British AI trailblazer raising $1bn for three-month-old start-up

British AI trailblazer raising bn for three-month-old start-up
David Silver
Prof David Silver helped to develop Google’s Gemini AI tool

A British artificial intelligence (AI) researcher is in talks to raise $1bn (£740m) for his three-month-old start-up in what would be one of the biggest ever venture funding rounds in Europe.

Prof David Silver, a former scientist at Google’s DeepMind lab, is close to raising hundreds of millions of pounds for his new business, Ineffable Intelligence, from investors including Silicon Valley fund Sequoia.

The deal would be the largest “seed” investment – a start-up’s first equity funding round – of any British company on record. It is expected to value Ineffable at $4bn, the Financial Times reported.

Prof Silver, a research scientist at University College London, joined DeepMind shortly after it was launched in 2010 and is a friend of Sir Demis Hassabis, its founder and chief executive.

He led some of its work on AlphaGo, an AI programme that made history in 2016 by beating Lee Se-dol, the top player of the ancient Chinese strategy game, at Go.

The game was seen as a particularly difficult challenge for AI to master, given its complexity and vast numbers of potential moves and strategies.

Prof Silver, 49, was also one of the DeepMind experts who helped to develop Google’s Gemini AI tool, which is a rival to OpenAI’s ChatGPT.

AI experts have been hot property amongst technology investors chasing the next breakthrough after the launch of ChatGPT in 2022. A handful of AI researchers who helped to set up OpenAI or other labs have raised billions of dollars to develop new products.

Mira Murati, a former OpenAI executive, raised $2bn in 2025 just months after launching her start-up, Thinking Machines.

Ilya Sutskever, OpenAI’s former technology chief, has raised $3bn for a new AI lab since leaving the ChatGPT developer in 2024.

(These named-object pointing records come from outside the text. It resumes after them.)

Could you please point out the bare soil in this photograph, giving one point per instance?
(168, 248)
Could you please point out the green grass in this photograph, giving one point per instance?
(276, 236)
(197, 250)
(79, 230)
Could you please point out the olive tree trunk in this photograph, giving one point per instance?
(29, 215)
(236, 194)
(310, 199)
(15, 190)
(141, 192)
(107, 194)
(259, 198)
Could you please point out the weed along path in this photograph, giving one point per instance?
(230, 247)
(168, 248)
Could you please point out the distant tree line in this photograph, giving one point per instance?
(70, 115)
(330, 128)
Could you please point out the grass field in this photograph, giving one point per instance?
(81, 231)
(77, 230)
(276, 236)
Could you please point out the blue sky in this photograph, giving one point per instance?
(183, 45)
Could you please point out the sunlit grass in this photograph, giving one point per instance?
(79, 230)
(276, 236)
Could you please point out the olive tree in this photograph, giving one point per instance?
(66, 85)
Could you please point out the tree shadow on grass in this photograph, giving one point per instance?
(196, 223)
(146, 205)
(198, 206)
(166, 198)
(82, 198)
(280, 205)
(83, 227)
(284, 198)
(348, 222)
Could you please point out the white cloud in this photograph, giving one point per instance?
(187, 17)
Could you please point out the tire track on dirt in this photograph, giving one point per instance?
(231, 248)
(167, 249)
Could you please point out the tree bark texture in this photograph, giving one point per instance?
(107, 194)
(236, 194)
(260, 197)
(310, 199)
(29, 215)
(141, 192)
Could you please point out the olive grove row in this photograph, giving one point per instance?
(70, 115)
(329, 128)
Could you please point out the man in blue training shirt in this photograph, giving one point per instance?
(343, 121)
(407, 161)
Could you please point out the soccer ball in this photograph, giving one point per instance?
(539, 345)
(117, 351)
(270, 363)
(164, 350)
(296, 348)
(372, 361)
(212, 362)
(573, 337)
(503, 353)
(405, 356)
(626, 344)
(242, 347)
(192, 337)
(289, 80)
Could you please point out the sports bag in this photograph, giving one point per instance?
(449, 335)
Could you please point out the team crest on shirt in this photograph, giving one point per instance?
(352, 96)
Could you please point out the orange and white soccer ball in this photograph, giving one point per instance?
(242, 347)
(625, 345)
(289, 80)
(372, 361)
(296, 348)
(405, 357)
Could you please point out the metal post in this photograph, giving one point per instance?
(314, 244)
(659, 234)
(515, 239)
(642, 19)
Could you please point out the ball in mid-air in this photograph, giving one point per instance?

The funding round for Ineffable Intelligence would make Prof Silver’s start-up one of the best-funded British start-ups in the AI business. The company was founded on Nov 19 last year, according to Companies House filings, making it just three months old.

Prof Silver was one of the pioneers of so-called “reinforcement learning”, which uses feedback from human trainers or simulations to improve AI bots.

According to the Financial Times, Microsoft, Nvidia and Google have also held talks to invest in Prof Silver’s business.

In a research note published by Prof Silver last year, he predicted that AI tools would soon begin to learn from their own “experience”, which could “unlock unprecedented capabilities”.

He added that this method of learning would help to “eclipse the scale and quality of human-generated data”, as AI labs had struggled to obtain enough high-quality information to improve their bots.

Separately on Wednesday, Saudi Arabia’s state-owned AI lab confirmed it had poured $3bn into Elon Musk’s xAI, securing the Middle Eastern kingdom a major stake in the business.

Humain, an AI business controlled by the Saudi state’s Public Investment Fund, invested in Mr Musk’s AI business – which develops the controversial Grok bot – shortly before xAI merged with his space company.

That merger valued xAI at $250bn and SpaceX at $1tn, bringing together two arms of Mr Musk’s business empire. The combination comes before a widely expected initial public offering as soon as this summer.

It is the first major investment that the Saudi state has made in Mr Musk’s space business.

Ineffable Intelligence and Sequoia were contacted for comment.